Ubuntu – Why does the sequence matter in the execution of these bash commands

bash

There seems to be some inconsistency that I am not able to understand regarding the bash shell.

If I execute:

ls;date;time

the results of the three queries are shown in sequence.

However, on interchanging date and time position, an error message pops up.

So if I execute:

ls;time;date

the error message says: bash: syntax error near unexpected token 'date'.

Can someone explain this?

Best Answer

The time command in your pipeline is not the /usr/bin/time binary, but the bash time built-in. Compare man time with help time. The error you see is bash failing to parse time's argument. This must either be present or be a newline. It is a newline in your first example but absent in the second.
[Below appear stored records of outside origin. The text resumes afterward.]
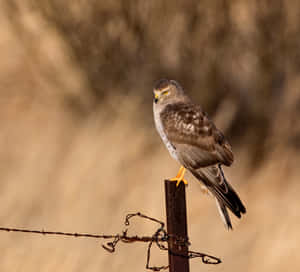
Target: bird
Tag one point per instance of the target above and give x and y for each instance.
(194, 141)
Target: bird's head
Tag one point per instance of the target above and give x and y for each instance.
(166, 91)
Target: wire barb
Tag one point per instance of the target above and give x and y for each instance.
(159, 238)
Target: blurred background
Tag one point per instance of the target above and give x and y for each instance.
(78, 147)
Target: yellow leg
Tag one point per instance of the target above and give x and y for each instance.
(180, 176)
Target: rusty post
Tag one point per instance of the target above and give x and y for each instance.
(177, 227)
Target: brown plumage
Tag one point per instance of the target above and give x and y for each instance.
(194, 141)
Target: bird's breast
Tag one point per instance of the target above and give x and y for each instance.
(160, 128)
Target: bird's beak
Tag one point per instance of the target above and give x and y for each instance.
(156, 97)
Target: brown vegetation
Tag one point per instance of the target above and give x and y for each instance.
(78, 146)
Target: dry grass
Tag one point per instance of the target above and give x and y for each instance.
(66, 167)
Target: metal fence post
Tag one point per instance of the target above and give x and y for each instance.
(177, 227)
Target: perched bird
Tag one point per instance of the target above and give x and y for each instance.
(194, 141)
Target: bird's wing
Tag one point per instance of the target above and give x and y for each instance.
(214, 179)
(198, 142)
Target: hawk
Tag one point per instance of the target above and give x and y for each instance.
(194, 141)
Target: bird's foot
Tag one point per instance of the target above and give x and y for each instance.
(178, 180)
(180, 177)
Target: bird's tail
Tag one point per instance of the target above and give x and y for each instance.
(226, 197)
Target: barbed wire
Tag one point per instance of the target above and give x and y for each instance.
(159, 238)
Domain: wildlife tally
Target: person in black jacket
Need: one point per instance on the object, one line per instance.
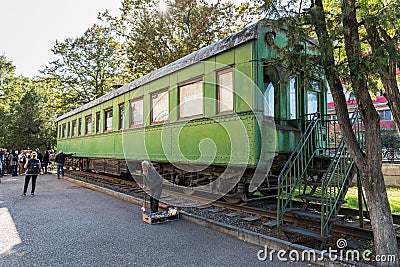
(60, 161)
(154, 180)
(46, 160)
(33, 167)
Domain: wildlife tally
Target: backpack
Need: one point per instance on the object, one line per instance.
(34, 166)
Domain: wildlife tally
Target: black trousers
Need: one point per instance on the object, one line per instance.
(155, 193)
(27, 179)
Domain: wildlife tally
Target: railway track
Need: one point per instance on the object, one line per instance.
(267, 216)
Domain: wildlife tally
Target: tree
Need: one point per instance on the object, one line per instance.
(337, 25)
(153, 37)
(88, 66)
(381, 21)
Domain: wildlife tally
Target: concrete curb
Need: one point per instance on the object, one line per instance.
(272, 243)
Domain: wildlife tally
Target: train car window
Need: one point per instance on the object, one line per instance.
(312, 102)
(64, 130)
(69, 129)
(108, 114)
(293, 98)
(121, 120)
(225, 90)
(159, 106)
(385, 115)
(136, 112)
(79, 126)
(73, 129)
(98, 122)
(191, 99)
(88, 124)
(269, 96)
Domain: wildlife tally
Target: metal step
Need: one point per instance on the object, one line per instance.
(318, 199)
(316, 183)
(303, 232)
(314, 216)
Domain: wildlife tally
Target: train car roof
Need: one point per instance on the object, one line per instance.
(249, 33)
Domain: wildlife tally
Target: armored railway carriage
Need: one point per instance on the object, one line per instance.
(227, 110)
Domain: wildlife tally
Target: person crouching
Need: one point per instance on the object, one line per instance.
(33, 167)
(154, 180)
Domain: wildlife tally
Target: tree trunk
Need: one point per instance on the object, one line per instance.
(371, 165)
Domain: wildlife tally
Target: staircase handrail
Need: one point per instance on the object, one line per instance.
(341, 157)
(291, 162)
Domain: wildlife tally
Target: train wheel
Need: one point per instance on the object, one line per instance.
(232, 199)
(188, 190)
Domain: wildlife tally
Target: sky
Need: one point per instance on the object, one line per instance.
(30, 28)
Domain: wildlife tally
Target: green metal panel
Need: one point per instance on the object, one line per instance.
(243, 77)
(210, 91)
(191, 72)
(226, 58)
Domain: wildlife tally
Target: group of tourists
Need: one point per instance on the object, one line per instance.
(30, 163)
(13, 162)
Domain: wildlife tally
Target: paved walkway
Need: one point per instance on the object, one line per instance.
(68, 225)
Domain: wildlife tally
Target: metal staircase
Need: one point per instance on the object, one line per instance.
(319, 170)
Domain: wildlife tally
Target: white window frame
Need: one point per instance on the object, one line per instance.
(191, 105)
(159, 106)
(136, 121)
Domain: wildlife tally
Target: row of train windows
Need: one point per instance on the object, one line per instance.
(190, 105)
On the other hand, if you were to run

ls;date;'time'

or

ls;'time';date

where the quotes around 'time' revoke its status as a reserved word, then bash has no problems parsing the line. It now parses three commands in a list, which it will execute in sequence, and /usr/bin/time will report a usage error in either case.

Addendum

It was observed that though time ; date yields an error, time ; ; date does not. The likely explanation is that time ; is interpreted by bash as equivalent to time <newline>. The expression time ; ; date is then parsed as the list of time ; and date.

This is consistent with the observation that time ; and time ; ; are legal as well, the second being parsed as the singleton list containing time ; followed by the optional semicolon allowed after lists.

So another way of explaining why time ; date yields the error bash: syntax error near unexpected token 'date' is that time consumes the semicolon separating it from date. It can only do that because time is a bash reserved word.